According to experts, human lifespan is not limitless but it is too early to accept that there is a limit to maximum human age and it is quantifiable with a number. Life beyond 115 years may be a reality. It does not have to end there.
Siegfried Hekimi, Professor of Genetics at McGill University in Canada and one of the lead authors of the new study explained that when most people live till the age of 50, one who lived till 80 was considered to be lucky or genetically blessed. So now if the average life span is 80-90 years, those very persons who were lucky or genetically blessed would live up to 110 or 120. This means that if the life spans are expanding, the upper limit is also on the rise. Thus 115 is a number that cannot limit this scientifically.
Average lifespan has risen as recently as the 1990s. In the 1990s the average lifespan was around 50 years in the United States. Average life span of babies born now is around 79 years – a nearly 30 years increase!
Further, some years have a higher number of oldest lived persons dying taking the average lifespan higher compared to other years. This accounts for a considerable variation in the average lifespan.
For example, some years the oldest person to die could be 100 or 110 pulling up the national average lifespan.

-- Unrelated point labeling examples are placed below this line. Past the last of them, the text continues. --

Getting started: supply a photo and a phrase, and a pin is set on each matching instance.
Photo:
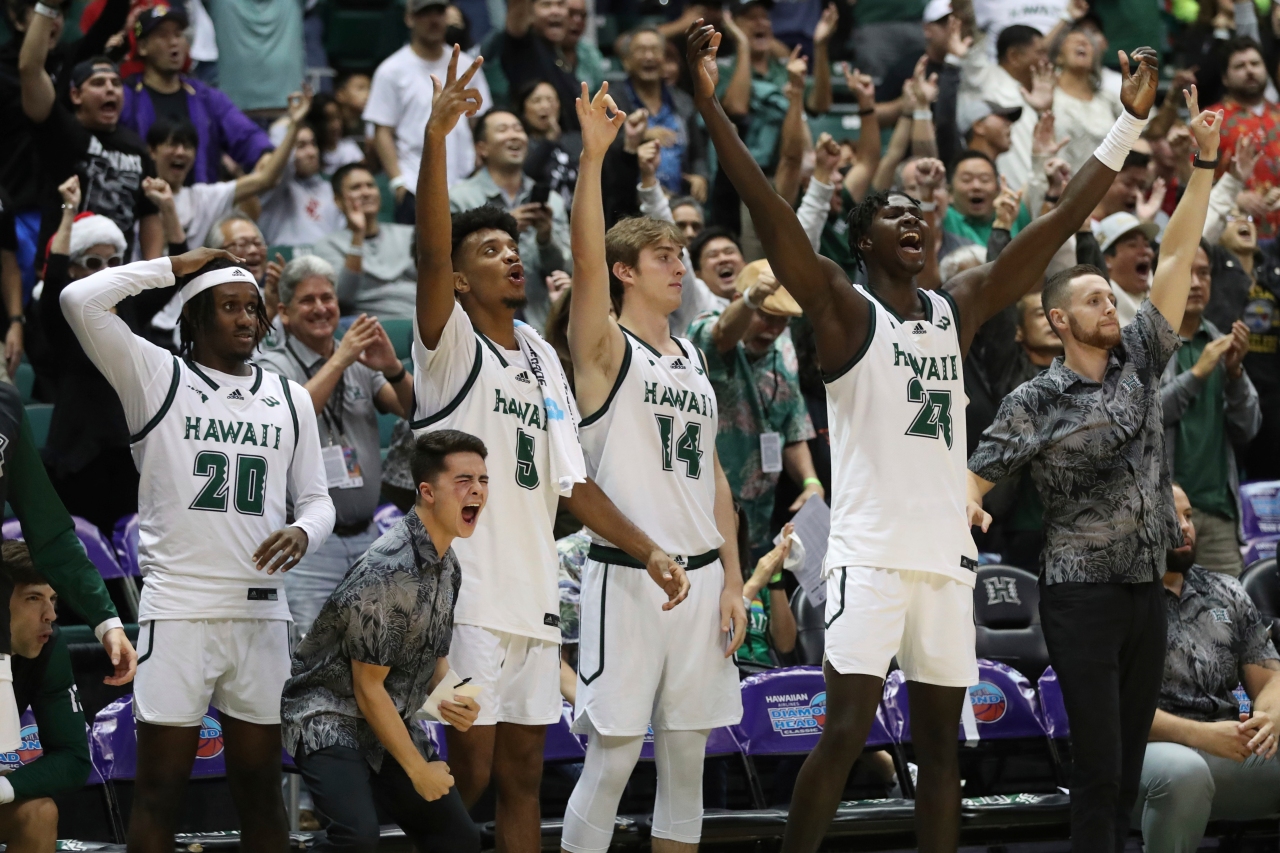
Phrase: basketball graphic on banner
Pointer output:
(988, 702)
(210, 738)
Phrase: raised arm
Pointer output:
(983, 291)
(594, 338)
(821, 287)
(272, 169)
(434, 226)
(37, 87)
(1173, 278)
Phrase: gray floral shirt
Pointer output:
(1096, 454)
(1214, 630)
(393, 609)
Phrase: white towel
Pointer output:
(566, 452)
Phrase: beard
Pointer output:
(1096, 337)
(1179, 560)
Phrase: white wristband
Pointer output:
(1115, 147)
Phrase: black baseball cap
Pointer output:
(156, 16)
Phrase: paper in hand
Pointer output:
(449, 687)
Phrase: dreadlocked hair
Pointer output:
(862, 217)
(197, 314)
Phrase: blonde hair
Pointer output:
(624, 242)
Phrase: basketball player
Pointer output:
(900, 560)
(218, 443)
(650, 443)
(478, 372)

Some years the oldest person to die could be 90 years bringing down the average life span. Hekimi explained that this was like the throw of a dice and over many throws there is a lot of spread of values.
In the original paper published in October 2016, the scientists divided their population into two groups – those between 1968 to 1994 and 1995 to 2006. They looked at individuals aged over 110 years in four countries: the UK, US, France and Japan.
They noted that maximum lifespan rose in the first era followed by a plateau or flattening in the second era. But during this time Jeanne Calment, the oldest-lived human, was alive and she passed away in 1997 at the age of 122 years.
This pulled up the maximum lifespan considerably and the findings could be wholly attributed to Calment, Hekimi says. Based on this the earlier data could be a misinterpretation say researchers.